- Candace Walkington, Southern Methodist University
- Matthew L. Bernacki, University of Nevada, Las Vegas
- Personalization, Personalized learning, Individual interest, Intelligent tutoring systems
- Students experience mathematics in their day-to-day lives as they pursue their individual interests in areas like sports or video games. The present study explores how connecting to students’ individual interests can be used to personalize learning using an Intelligent Tutoring System (ITS) for algebra. We examine the idea that the effects of personalization may be moderated by students’ depth of quantitative engagement with their out-of-school interests. We also examine whether math problems designed to draw upon students’ knowledge of their individual interests at a deep level (i.e., actual quantitative experiences) or surface level (i.e., superficial changes to problem topic) have differential effects. Results suggest that connecting math instruction to students’ out-of-school interests can be beneficial for learning in an ITS and reduces gaming the system.
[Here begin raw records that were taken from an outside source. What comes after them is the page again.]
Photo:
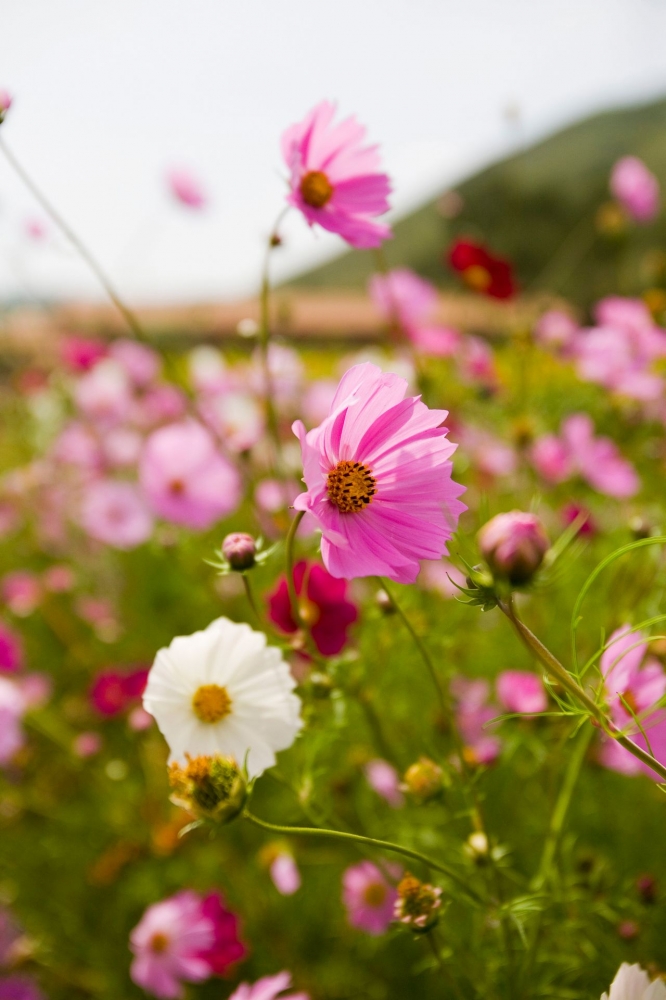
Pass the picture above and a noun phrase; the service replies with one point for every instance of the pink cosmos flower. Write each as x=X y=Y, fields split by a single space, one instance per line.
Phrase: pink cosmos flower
x=324 y=607
x=114 y=512
x=285 y=874
x=113 y=691
x=385 y=780
x=369 y=898
x=21 y=591
x=632 y=682
x=268 y=988
x=186 y=189
x=405 y=299
x=183 y=939
x=595 y=459
x=378 y=476
x=473 y=713
x=140 y=363
x=521 y=691
x=334 y=179
x=636 y=188
x=80 y=354
x=11 y=650
x=185 y=478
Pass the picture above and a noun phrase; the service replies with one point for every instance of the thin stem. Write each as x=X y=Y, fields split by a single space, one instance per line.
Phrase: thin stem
x=562 y=675
x=76 y=242
x=291 y=587
x=386 y=845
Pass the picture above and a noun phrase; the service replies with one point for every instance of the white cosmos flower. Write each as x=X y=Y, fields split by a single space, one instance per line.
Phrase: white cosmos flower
x=632 y=983
x=223 y=690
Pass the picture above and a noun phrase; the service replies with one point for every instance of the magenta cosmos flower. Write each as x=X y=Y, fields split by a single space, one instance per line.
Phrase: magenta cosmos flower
x=185 y=478
x=335 y=180
x=268 y=988
x=183 y=939
x=368 y=897
x=378 y=476
x=324 y=607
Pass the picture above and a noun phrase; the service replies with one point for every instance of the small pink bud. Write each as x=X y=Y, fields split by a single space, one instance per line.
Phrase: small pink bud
x=239 y=550
x=514 y=545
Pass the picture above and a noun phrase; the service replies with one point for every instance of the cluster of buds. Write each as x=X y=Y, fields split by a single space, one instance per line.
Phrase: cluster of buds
x=423 y=781
x=417 y=904
x=209 y=787
x=241 y=552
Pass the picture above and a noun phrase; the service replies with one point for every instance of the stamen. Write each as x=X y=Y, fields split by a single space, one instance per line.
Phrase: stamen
x=316 y=189
x=211 y=703
x=350 y=486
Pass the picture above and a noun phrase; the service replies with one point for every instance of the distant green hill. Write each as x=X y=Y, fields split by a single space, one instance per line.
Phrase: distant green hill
x=539 y=208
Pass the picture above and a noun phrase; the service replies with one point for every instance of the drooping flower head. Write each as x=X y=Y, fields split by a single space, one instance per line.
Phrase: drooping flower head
x=378 y=476
x=369 y=897
x=335 y=180
x=224 y=691
x=636 y=188
x=183 y=939
x=482 y=270
x=323 y=606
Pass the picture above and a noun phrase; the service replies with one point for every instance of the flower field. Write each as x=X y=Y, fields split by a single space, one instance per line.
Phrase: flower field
x=340 y=673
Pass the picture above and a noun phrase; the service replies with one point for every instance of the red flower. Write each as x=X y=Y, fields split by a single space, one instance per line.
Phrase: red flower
x=113 y=690
x=482 y=270
x=324 y=607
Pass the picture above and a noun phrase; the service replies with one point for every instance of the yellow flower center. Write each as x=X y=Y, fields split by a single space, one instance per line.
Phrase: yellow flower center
x=211 y=703
x=374 y=894
x=477 y=277
x=316 y=189
x=350 y=486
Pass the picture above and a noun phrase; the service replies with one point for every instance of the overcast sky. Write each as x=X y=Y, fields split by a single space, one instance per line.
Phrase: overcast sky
x=111 y=93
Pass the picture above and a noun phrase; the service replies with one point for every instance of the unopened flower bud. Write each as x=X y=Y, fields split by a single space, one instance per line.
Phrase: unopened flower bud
x=423 y=780
x=417 y=904
x=209 y=787
x=514 y=545
x=239 y=550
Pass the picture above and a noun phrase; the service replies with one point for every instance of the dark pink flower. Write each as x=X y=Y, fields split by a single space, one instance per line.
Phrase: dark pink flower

However, benefits may only be realized when students’ degree of quantitative engagement with their out-of-school interests matches the depth at which the personalized problems are written. Students whose quantitative engagement with their interests is minimal may benefit most when problems draw upon superficial aspects of their interest areas. Students who report significant quantitative engagement with their interests may benefit most when individual interests are deeply incorporated into the quantitative structure of math problems. We also find that problems with deeper personalization may spur positive affective states and ward off negative ones for all students. Findings suggest depth is a critical feature of personalized learning with implications for theory and AI instructional design.